Checking typeshed shows that an `int` is returned only for the specialized case of squaring a number (`x` of type `Literal`). This is because even though `b` and `e` are `int`s, `e` may be negative, in which case the result is a `float`. Since the result can be a `float` or `int`, it looks like `typeshed` went with `Any` for the general case.

I’d say this is a language limitation. Ideally we could use `@overload` on all non-negative integes for `x`, but `Literal` only supports specific values.

To get around this while also using `--disallow-any-expr`, use typing.cast like so:

```power: Callable[[int, int], int] = lambda b, e: typing.cast(int, b ** e)
```

Running `mypy --disallow-any-expr temp.py` now returns `Success: no issues found in 1 source file`.

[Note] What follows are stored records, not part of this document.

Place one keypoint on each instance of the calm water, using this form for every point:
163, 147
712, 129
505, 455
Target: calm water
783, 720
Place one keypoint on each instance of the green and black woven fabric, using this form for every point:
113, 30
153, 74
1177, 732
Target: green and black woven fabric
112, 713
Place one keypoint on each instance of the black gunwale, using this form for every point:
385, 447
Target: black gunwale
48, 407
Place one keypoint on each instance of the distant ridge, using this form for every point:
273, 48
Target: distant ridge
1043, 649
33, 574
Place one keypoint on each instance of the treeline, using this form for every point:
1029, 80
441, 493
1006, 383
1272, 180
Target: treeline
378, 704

But before you blindly add the `cast`, consider the scenario I brought up where `e` is negative, causing type checking to succeed but the runtime to fail if you do `int`-specific manipulation with the result of `factorization_product`. You may want to add validation here. For example, with no validation:

```factorial_sized_lst =  * factorization_product({1: 2, 3: -4})
```

fails at run-time with `can't multiply sequence by non-int of type 'float'` despite `mypy` reporting type-check success.